Full article- http://www.slate.com/id/2270651/?from=rss

fj1200
10-12-2010, 10:07 AM
Someone at Slate doesn't like the winds of change.

Noir
10-12-2010, 11:23 AM
Someone at Slate doesn't like the winds of change.

It's Christopher Hitchens.
Also, Gringrich in the 1990s, can you enlighten me as I was too young to take note at the time.

KarlMarx
10-12-2010, 01:34 PM
Let's face it... politicians, musicians, artists, and actors are not like the rest of us... they don't hold the same values as many of us work-a-day Joes. If they did, they wouldn't be in the professions they're in.

Every politician, no matter whether he be Left or Right, has something less than desireable about his life...

I now look for is the kind of public policy they stand for. On that basis, I choose them. It's not what I want, but it seems to be the only realistic alternative.

If we held out for someone who is beyond reproach to run for office, we wouldn't hold elections until the 2nd coming.

fj1200
10-12-2010, 01:55 PM
It's Christopher Hitchens.
Also, Gringrich in the 1990s, can you enlighten me as I was too young to take note at the time.

I wouldn't expect that Hitchens would like these "winds of change."

It's inconsequential that Armey and Boehner were around back then if they haven't changed their core principals. Same for Gingrich if he remained true but I'm sure a debate could be made about those three whether they have or not.
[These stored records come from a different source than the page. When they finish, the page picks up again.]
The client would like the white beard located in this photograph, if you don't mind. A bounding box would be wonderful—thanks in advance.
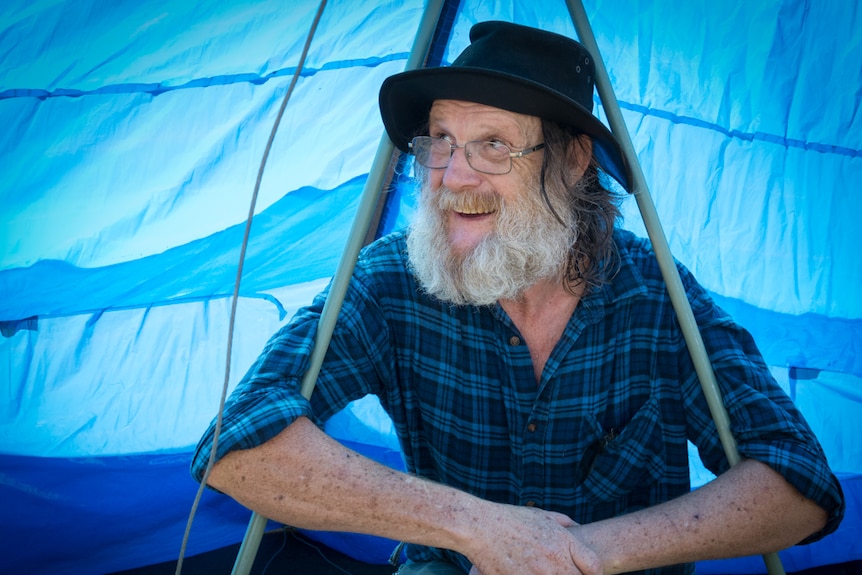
[407,179,577,306]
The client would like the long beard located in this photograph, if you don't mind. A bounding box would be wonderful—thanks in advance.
[407,180,577,306]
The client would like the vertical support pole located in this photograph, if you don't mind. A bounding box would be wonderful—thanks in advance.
[566,0,784,575]
[231,0,443,575]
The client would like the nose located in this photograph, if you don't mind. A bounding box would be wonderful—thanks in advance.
[443,148,482,190]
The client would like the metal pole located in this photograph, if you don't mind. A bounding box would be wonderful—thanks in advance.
[566,0,784,575]
[231,0,444,575]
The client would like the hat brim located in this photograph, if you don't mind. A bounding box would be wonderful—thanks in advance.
[380,66,631,191]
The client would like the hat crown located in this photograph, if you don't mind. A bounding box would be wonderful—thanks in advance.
[452,22,595,112]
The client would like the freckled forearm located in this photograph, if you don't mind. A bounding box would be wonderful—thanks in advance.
[209,419,483,548]
[575,461,826,574]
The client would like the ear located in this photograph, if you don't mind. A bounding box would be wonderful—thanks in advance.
[569,134,593,182]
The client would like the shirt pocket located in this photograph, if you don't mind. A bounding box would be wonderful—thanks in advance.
[575,399,666,501]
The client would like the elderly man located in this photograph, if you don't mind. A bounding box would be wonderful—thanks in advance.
[193,22,843,575]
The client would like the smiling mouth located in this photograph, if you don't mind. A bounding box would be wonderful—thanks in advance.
[441,194,499,217]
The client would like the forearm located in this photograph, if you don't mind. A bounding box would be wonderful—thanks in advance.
[209,418,486,548]
[575,460,826,574]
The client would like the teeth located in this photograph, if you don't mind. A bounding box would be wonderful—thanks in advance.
[452,196,497,216]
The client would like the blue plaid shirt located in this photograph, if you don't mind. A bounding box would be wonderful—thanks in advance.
[192,231,844,573]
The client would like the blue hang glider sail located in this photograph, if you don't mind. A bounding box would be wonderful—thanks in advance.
[0,0,862,574]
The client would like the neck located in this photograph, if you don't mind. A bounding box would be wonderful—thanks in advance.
[500,281,583,383]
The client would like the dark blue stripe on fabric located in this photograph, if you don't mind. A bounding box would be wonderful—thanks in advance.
[0,52,407,100]
[711,293,862,377]
[619,101,862,158]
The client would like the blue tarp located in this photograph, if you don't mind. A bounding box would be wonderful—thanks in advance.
[0,0,862,574]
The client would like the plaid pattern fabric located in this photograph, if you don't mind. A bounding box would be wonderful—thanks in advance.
[193,231,843,573]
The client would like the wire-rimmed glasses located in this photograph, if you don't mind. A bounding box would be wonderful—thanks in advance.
[408,136,545,175]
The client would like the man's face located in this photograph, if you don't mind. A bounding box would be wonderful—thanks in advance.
[407,100,577,305]
[429,100,542,255]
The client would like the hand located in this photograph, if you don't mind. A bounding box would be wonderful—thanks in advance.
[467,505,602,575]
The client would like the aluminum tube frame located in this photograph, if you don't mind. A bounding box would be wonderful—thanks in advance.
[566,0,784,575]
[226,0,444,575]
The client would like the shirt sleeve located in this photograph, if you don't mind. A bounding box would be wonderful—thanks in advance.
[191,260,394,481]
[680,268,844,543]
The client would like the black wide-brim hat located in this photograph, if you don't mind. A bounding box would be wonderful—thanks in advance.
[380,22,632,191]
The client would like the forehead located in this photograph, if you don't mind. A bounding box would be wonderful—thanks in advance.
[428,100,541,136]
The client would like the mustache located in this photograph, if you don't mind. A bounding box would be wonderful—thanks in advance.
[432,186,503,214]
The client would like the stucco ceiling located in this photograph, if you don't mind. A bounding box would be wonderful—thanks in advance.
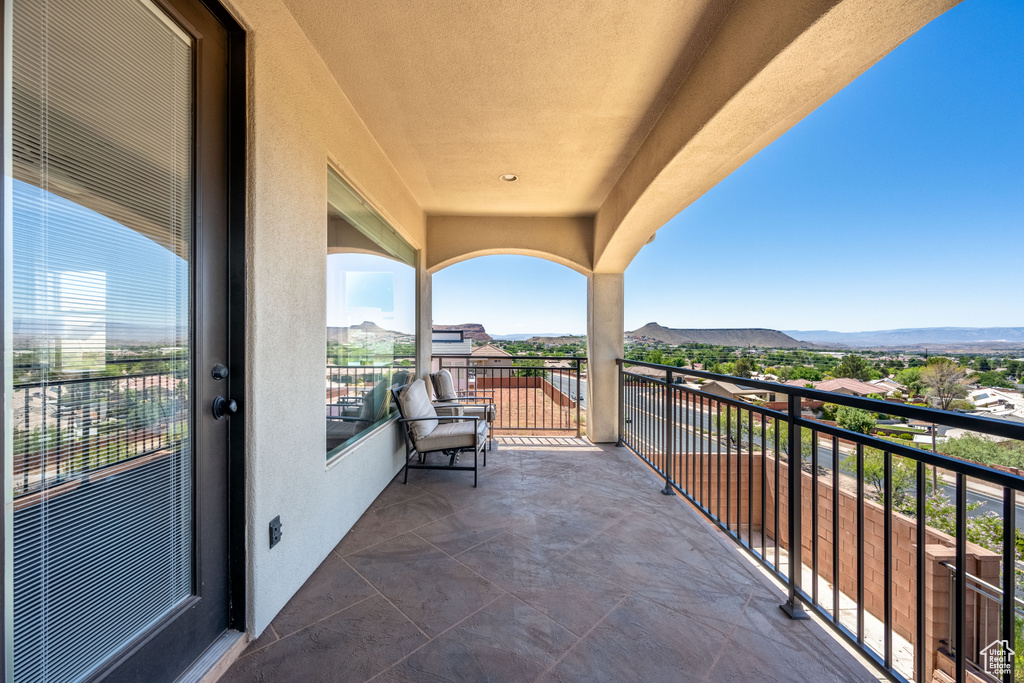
[285,0,734,216]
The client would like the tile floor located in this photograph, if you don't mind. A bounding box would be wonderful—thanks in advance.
[221,438,879,683]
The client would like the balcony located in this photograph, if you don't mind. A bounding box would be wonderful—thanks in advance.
[221,437,877,683]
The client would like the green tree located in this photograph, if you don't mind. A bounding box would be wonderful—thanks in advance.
[836,405,874,434]
[921,358,968,411]
[938,434,1024,469]
[972,372,1014,389]
[843,449,932,509]
[834,353,871,380]
[896,368,925,396]
[515,358,548,377]
[644,348,665,366]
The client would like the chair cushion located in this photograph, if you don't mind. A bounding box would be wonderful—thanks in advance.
[398,380,437,440]
[434,403,465,418]
[430,370,456,400]
[459,403,496,422]
[416,420,487,453]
I think Gingrich left in '02? so he wouldn't have been around for much of the debt runup for example and Armey always seemed to be pretty hardcore.

But nevertheless, that is why the electorate needs to remain vigilant, we can't sit down and be happy about Republicans in control if they don't govern as we truly want.

KarlMarx
10-12-2010, 03:15 PM
But nevertheless, that is why the electorate needs to remain vigilant, we can't sit down and be happy about Republicans in control if they don't govern as we truly want.

Hopefully, that's where the Tea Party movement may come in

fj1200
10-12-2010, 07:14 PM
Hopefully, that's where the Tea Party movement may come in

Exactly, people need to be diligent and pay attention at the primary level especially.